Aber das sei doch übliche Praxis und das mache man immer so…

Ich werde doch so einen Mist nicht nachahmen, weil es bei Journalisten üblich ist. Ich mache keine Interviews, noch weniger aber welche, bei denen ich mir die Antworten selbst schreibe. Zumal er ja an den Fragen vorbeirede und mir was anderes erzähle, als ich gefragt hätte. Redet wie ein Wasserfall auf mich ein, aber kommt nicht zu Potte.

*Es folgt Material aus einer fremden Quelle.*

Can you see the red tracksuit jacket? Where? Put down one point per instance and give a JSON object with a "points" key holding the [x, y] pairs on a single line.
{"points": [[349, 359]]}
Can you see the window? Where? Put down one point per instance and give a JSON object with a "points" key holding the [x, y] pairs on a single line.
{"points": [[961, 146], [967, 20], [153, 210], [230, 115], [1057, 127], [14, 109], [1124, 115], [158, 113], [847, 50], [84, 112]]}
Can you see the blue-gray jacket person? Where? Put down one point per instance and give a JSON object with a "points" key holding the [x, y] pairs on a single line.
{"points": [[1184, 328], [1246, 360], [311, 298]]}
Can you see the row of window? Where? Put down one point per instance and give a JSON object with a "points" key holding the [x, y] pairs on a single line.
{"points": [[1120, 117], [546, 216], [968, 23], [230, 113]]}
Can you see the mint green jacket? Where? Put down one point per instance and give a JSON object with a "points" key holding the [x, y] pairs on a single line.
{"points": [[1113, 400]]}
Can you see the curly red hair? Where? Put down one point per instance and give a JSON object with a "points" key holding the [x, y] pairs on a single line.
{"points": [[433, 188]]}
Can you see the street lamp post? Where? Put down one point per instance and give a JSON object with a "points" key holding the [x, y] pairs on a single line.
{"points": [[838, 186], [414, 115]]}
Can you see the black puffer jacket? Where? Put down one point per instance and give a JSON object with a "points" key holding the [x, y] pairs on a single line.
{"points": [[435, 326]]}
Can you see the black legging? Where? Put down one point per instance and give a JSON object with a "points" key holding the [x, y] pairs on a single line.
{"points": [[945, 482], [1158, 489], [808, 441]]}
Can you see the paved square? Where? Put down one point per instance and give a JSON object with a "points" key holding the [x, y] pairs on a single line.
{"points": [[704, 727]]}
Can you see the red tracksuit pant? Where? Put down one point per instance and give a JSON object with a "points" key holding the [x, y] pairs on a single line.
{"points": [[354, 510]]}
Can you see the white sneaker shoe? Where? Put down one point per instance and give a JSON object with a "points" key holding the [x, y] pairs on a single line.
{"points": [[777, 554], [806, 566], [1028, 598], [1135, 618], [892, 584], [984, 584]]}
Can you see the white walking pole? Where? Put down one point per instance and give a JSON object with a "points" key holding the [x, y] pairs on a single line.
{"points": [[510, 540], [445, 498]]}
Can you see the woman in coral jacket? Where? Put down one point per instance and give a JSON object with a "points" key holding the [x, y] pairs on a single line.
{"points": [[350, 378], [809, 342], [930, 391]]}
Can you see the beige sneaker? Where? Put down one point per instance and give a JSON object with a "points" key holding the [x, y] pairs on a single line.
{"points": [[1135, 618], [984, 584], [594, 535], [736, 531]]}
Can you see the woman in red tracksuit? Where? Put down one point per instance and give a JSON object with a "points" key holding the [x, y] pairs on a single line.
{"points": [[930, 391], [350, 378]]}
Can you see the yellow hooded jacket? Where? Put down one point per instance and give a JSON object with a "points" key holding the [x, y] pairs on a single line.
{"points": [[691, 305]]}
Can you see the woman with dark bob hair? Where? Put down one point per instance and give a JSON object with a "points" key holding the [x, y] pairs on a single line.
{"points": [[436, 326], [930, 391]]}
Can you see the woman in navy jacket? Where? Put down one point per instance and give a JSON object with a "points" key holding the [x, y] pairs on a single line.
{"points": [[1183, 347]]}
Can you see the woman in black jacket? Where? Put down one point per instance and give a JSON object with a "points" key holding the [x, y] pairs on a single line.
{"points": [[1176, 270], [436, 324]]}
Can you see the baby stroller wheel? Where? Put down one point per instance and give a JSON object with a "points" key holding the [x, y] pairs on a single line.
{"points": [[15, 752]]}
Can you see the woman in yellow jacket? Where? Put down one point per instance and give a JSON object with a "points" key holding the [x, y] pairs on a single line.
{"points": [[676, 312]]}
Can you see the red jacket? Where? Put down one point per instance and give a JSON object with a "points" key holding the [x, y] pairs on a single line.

Aber wir müssten doch irgendwie zu einem Konsens kommen, aber das Gespräch laufe doch auf einen Dissenz hinaus…

Wie bitte!?

Ich stelle doch keine Presseanfrage, um mit ihm zu einem Konsens zu kommen oder einen Dissenz aufzulösen. Ich habe nicht vor, ihn zu beeinflussen oder unsere Standpunkte anzunähern, ich will alleine darüber schreiben, was die da treiben. Ich habe nicht die geringste Absicht, mit ihm einen Konsens zu finden, wüsste auch nicht, warum.

An der Stelle habe ich dann entschieden, dass das zu nichts führt, immer absurder wird, und ich das Gespräch abbreche.

Es graut mir immer mehr vor Philosophen, Geisteswissenschaftlern und Journalisten. Vor der Uni Köln und vor der FAZ.